Message non lu par Laurent L. » mer. 21 avr. 2010, 12:35

Théophane a écrit :Ma sœur m'avait offert une édition de poche de la Néovulgate dans laquelle le texte de l'ancienne Vulgate est annoté en bas de page. J'utilise généralement cette version pour ma méditation personnelle.
Pourriez-vous nous donner les références, s'il vous plaît, cher Théophane ? :)

Pour rebondir sur le message de AdoramusTe et la discussion que nous avons eue sur le forum de liturgie, la Vulgate est imprégnée de la Tradition et la Tradition s'imprègne de la Vulgate, tel un lierre s'entrelace avec un chêne, sans que l'on sache forcément où est le lierre et où est le chêne...
Le passage de la Vulgate (supprimé dans la Néo) de Genèse 3, 15 en est un bon exemple : c'est l'un des principaux fondements scripturaires du dogme de l'Immaculée Conception, répété inlassablement par le pape Pie IX dans sa bulle dogmatique Ineffabilis Deus.
En remplaçant Ipsa par Ipsum, la Néo-Vulgate néglige ce pan de Tradition.
D'ailleurs, la Bible de Jérusalem précise en note pour ce verset : http://bibliotheque.editionsducerf.fr/p ... _livre.htm#
"Avec le Messie, Sa Mère est impliquée, et l'interprétation mariologique de la traduction latine ipsa conteret est devenue traditionnelle dans l'Eglise."
Dei Verbum - Vatican II a écrit :
9. Le rapport réciproque entre la Tradition et l’Écriture

La sainte Tradition et la Sainte Écriture sont donc reliées et communiquent étroitement entre elles. Car toutes deux, jaillissant de la même source divine, ne forment pour ainsi dire qu’un tout et tendent à une même fin. En effet, la Sainte Écriture est la Parole de Dieu en tant que, sous l’inspiration de l’Esprit divin, elle est consignée par écrit ; quant à la sainte Tradition, elle porte la Parole de Dieu, confiée par le Christ Seigneur et par l’Esprit Saint aux Apôtres, et la transmet intégralement à leurs successeurs, pour que, illuminés par l’Esprit de vérité, en la prêchant, ils la gardent, l’exposent et la répandent avec fidélité : il en résulte que l’Église ne tire pas de la seule Écriture Sainte sa certitude sur tous les points de la Révélation. C’est pourquoi l’une et l’autre doivent être reçues et vénérées avec un égal sentiment d’amour et de respect [13].

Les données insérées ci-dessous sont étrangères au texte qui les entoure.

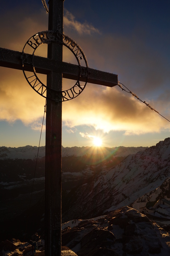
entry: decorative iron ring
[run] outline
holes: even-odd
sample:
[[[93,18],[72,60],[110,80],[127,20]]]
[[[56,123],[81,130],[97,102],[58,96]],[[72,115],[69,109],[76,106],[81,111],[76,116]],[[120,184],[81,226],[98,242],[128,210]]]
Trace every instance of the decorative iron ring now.
[[[38,77],[34,64],[34,56],[35,51],[40,45],[44,44],[49,44],[52,42],[60,43],[69,49],[75,56],[79,67],[78,78],[75,84],[70,89],[63,91],[58,91],[47,87],[47,85],[42,83]],[[26,50],[28,52],[26,53]],[[27,60],[26,53],[32,53],[31,59]],[[88,78],[88,64],[84,53],[80,47],[70,37],[57,31],[50,31],[38,32],[30,37],[28,40],[23,49],[21,56],[23,71],[25,77],[30,85],[42,97],[55,100],[55,101],[66,101],[77,97],[84,90]],[[30,72],[24,69],[24,64],[31,64],[32,72]],[[83,63],[84,67],[81,64]],[[81,82],[80,76],[85,77],[85,82]],[[47,91],[48,91],[48,96]],[[51,92],[51,93],[50,92]]]

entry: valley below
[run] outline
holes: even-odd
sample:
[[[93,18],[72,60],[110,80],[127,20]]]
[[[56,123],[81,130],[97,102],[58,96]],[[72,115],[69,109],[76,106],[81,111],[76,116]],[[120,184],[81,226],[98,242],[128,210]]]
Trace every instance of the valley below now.
[[[31,146],[17,149],[0,147],[1,241],[14,237],[21,241],[28,240],[36,232],[41,236],[44,235],[45,147],[41,147],[36,162],[37,150],[37,147]],[[82,223],[82,220],[88,220],[84,221],[86,225],[92,225],[90,232],[95,234],[96,229],[99,232],[103,232],[101,231],[102,222],[100,220],[97,223],[95,221],[95,223],[94,220],[92,224],[91,220],[99,219],[99,216],[103,216],[101,219],[104,222],[108,217],[103,216],[112,214],[114,219],[113,215],[117,214],[118,211],[127,215],[132,210],[131,209],[134,209],[135,215],[144,213],[153,223],[157,223],[155,224],[157,233],[160,232],[159,226],[163,229],[165,232],[163,235],[166,237],[165,247],[162,247],[160,244],[159,253],[163,251],[162,248],[167,252],[168,232],[170,232],[170,138],[149,148],[120,147],[102,148],[100,150],[90,147],[62,148],[62,241],[64,241],[64,245],[77,253],[78,255],[88,255],[83,254],[85,253],[82,244],[80,249],[80,245],[73,242],[72,244],[71,240],[69,241],[73,230],[76,230],[76,233],[79,233],[78,220],[81,220],[79,221]],[[154,206],[159,200],[160,202]],[[164,202],[166,206],[162,205]],[[130,221],[135,221],[132,219]],[[64,224],[67,223],[68,224]],[[74,223],[74,226],[71,223]],[[82,226],[86,229],[86,225],[84,225]],[[112,228],[110,224],[108,225],[107,229],[111,230]],[[120,224],[120,225],[122,227]],[[127,232],[125,230],[123,234]],[[115,233],[113,231],[111,232],[115,233]],[[86,233],[88,236],[88,233]],[[133,240],[135,233],[133,233]],[[83,233],[82,235],[83,240]],[[88,237],[88,240],[90,239]],[[121,237],[122,239],[122,235]],[[115,238],[113,238],[113,237],[111,240],[114,240]],[[132,240],[128,240],[130,242]],[[80,240],[79,243],[81,242]],[[118,243],[116,242],[114,244],[115,252],[115,246],[119,246]],[[122,248],[126,246],[122,245]],[[135,243],[134,246],[135,245]],[[113,248],[111,249],[113,250]],[[123,250],[120,250],[121,253]],[[137,253],[145,255],[142,253],[145,251],[146,253],[147,250],[143,247]]]

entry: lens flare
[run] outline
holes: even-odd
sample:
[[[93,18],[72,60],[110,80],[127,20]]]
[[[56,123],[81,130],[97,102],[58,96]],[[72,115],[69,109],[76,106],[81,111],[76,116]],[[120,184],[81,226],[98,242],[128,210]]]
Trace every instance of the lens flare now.
[[[95,136],[93,139],[93,143],[95,147],[101,147],[102,145],[102,140],[99,137]]]

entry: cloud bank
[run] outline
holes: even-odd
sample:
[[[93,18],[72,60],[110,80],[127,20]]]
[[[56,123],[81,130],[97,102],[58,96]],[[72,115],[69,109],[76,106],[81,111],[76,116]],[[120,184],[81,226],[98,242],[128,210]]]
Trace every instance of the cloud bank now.
[[[13,13],[12,17],[9,12],[6,14],[3,27],[0,28],[1,34],[4,36],[1,38],[1,47],[21,51],[31,36],[47,29],[47,18],[43,7],[36,14],[30,14],[28,12],[27,16],[23,15],[19,10]],[[0,19],[2,23],[4,17]],[[143,96],[147,95],[150,90],[159,87],[163,78],[158,70],[163,70],[164,73],[166,72],[163,62],[158,63],[157,56],[157,60],[153,57],[146,63],[148,51],[142,43],[138,42],[138,45],[143,52],[139,51],[139,48],[133,50],[134,42],[137,42],[136,38],[132,44],[129,39],[122,39],[118,35],[102,36],[97,29],[86,23],[81,23],[68,11],[64,21],[66,31],[69,28],[71,34],[76,34],[84,47],[91,67],[124,74],[127,82],[140,81],[142,89],[141,86],[137,86],[136,91],[135,84],[135,87],[133,85],[129,88],[140,97],[140,93]],[[11,26],[13,23],[14,27]],[[153,54],[151,52],[150,55],[153,56]],[[40,126],[38,120],[44,114],[44,99],[30,87],[21,71],[2,67],[0,72],[0,120],[9,122],[20,120],[26,125],[37,129]],[[143,99],[160,113],[165,107],[164,100],[160,94],[154,100]],[[168,97],[167,100],[169,101]],[[169,108],[169,103],[166,106]],[[105,133],[124,131],[127,135],[159,132],[165,126],[168,127],[167,121],[162,117],[120,88],[89,84],[76,99],[64,103],[62,118],[68,131],[71,133],[74,132],[76,126],[83,124],[92,126]],[[32,126],[33,122],[36,124],[37,122],[37,125]]]

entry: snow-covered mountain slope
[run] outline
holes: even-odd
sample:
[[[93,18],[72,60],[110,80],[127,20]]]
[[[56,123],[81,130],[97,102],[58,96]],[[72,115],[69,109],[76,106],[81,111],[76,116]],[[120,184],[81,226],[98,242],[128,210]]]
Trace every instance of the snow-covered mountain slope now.
[[[35,237],[33,240],[37,246],[35,255],[44,255],[44,236],[35,234],[32,237]],[[127,206],[108,215],[64,223],[62,241],[62,256],[168,256],[170,253],[168,232]],[[0,243],[2,256],[32,255],[32,249],[29,242],[14,238]]]
[[[131,154],[136,154],[138,151],[144,150],[146,148],[143,147],[62,147],[62,156],[82,156],[86,155],[100,155],[102,157],[109,157],[112,155],[117,157],[125,157]],[[38,147],[36,146],[26,146],[19,147],[0,147],[0,159],[35,159],[38,157],[42,158],[45,156],[45,147],[40,147],[38,152]]]
[[[169,177],[156,189],[145,193],[142,197],[136,200],[132,206],[139,210],[140,208],[145,206],[147,203],[156,202],[160,199],[165,198],[170,200],[170,177]]]
[[[91,182],[68,192],[69,214],[65,212],[64,219],[78,218],[82,213],[84,217],[94,217],[105,210],[129,205],[157,189],[169,177],[170,157],[170,138],[129,155],[114,167],[97,174]]]

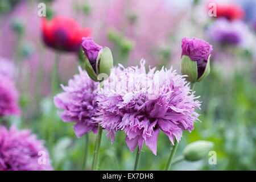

10. Tradition, Écriture, Peuple de Dieu et Magistère

La sainte Tradition et la Sainte Écriture constituent un unique dépôt sacré de la Parole de Dieu, confié à l’Église ; en s’attachant à lui, le peuple saint tout entier uni à ses pasteurs reste assidûment fidèle à l’enseignement des Apôtres et à la communion fraternelle, à la fraction du pain et aux prières (cf. Ac 2, 42 grec), si bien que, pour le maintien, la pratique et la profession de la foi transmise, s’établit, entre pasteurs et fidèles, un remarquable accord [14].

La charge d’interpréter de façon authentique la Parole de Dieu, écrite ou transmise [15], a été confiée au seul Magistère vivant de l’Église [16] dont l’autorité s’exerce au nom de Jésus Christ. Pourtant, ce Magistère n’est pas au-dessus de la Parole de Dieu, mais il est à son service, n’enseignant que ce qui a été transmis, puisque par mandat de Dieu, avec l’assistance de l’Esprit Saint, il écoute cette Parole avec amour, la garde saintement et l’expose aussi avec fidélité, et puise en cet unique dépôt de la foi tout ce qu’il propose à croire comme étant révélé par Dieu.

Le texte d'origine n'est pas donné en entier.